As used herein, including in the claims, “or” as used in a list of items (for example, a list of items prefaced by a phrase such as “at least one of” or “one or more of”) indicates an inclusive list such that, for example, a list of at least one of A, B, or C means A or B or C or AB or AC or BC or ABC (i.e., A and B and C). Also, as used herein, the phrase “based on” shall not be construed as a reference to a closed set of conditions. For example, an exemplary step that is described as “based on condition A” may be based on both a condition A and a condition B without departing from the scope of the present disclosure. In other words, as used herein, the phrase “based on” shall be construed in the same manner as the phrase “based at least in part on.”

As used herein, including in the claims, the article “a” before a noun is open-ended and understood to refer to “at least one” of those nouns or “one or more” of those nouns. Thus, the terms “a,” “at least one,” “one or more,” “at least one of one or more” may be interchangeable.
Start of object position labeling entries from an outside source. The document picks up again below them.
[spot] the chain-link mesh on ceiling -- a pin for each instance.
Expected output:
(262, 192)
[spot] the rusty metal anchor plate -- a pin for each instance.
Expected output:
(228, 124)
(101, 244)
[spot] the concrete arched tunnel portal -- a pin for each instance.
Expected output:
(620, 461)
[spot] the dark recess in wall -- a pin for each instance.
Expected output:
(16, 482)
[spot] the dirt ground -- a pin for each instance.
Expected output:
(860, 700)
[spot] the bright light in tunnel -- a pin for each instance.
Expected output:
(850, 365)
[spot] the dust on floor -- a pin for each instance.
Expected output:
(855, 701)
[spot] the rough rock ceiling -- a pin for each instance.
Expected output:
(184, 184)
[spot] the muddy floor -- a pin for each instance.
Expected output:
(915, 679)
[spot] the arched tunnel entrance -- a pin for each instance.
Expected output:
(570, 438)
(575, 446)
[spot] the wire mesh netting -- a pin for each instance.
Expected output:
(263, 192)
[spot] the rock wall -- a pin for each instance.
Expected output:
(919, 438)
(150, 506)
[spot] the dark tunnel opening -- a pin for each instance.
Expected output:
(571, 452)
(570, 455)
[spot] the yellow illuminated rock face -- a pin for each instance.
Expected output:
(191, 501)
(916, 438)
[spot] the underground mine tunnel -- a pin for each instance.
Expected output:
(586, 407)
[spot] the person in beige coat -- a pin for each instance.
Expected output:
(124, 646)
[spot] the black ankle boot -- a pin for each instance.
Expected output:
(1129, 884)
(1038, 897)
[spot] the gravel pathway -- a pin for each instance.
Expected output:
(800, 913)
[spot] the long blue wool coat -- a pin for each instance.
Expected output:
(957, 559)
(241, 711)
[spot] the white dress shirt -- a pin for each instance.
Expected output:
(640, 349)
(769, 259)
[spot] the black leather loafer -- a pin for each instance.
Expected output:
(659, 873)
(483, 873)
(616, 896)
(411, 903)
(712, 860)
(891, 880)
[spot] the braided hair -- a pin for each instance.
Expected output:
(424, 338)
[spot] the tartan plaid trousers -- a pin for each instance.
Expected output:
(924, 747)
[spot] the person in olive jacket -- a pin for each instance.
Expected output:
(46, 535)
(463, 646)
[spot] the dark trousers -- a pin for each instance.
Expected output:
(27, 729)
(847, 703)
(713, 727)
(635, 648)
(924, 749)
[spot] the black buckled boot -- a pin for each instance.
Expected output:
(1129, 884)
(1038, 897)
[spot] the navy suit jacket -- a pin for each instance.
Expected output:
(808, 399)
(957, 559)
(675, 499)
For example, if a claim recites “a component” that performs one or more functions, each of the individual functions may be performed by a single component or by any combination of multiple components. Thus, the term “a component” having characteristics or performing functions may refer to “at least one of one or more components” having a particular characteristic or performing a particular function. Subsequent reference to a component introduced with the article “a” using the terms “the” or “said” may refer to any or all of the one or more components. For example, a component introduced with the article “a” may be understood to mean “one or more components,” and referring to “the component” subsequently in the claims may be understood to be equivalent to referring to “at least one of the one or more components.” Similarly, subsequent reference to a component introduced as “one or more components” using the terms “the” or “said” may refer to any or all of the one or more components. For example, referring to “the one or more components” subsequently in the claims may be understood to be equivalent to referring to “at least one of the one or more components.”

Computer-readable media includes both non-transitory computer storage media and communication media including any medium that facilitates transfer of a computer program from one place to another. A non-transitory storage medium may be any available medium, or combination of multiple media, which can be accessed by a computer. By way of example, and not limitation, non-transitory computer-readable media can comprise RAM, ROM, electrically erasable programmable read-only memory (EEPROM), optical disk storage, magnetic disk storage or other magnetic storage devices, or any other non-transitory medium or combination of media that can be used to carry or store desired program code means in the form of instructions or data structures and that can be accessed by a computer, or one or more processors.

The descriptions and drawings are provided to enable a person having ordinary skill in the art to make or use the disclosure. Various modifications to the disclosure will be apparent to the person having ordinary skill in the art, and the techniques disclosed herein may be applied to other variations without departing from the scope of the disclosure. Thus, the disclosure is not limited to the examples and designs described herein but is to be accorded the broadest scope consistent with the principles and novel features disclosed herein.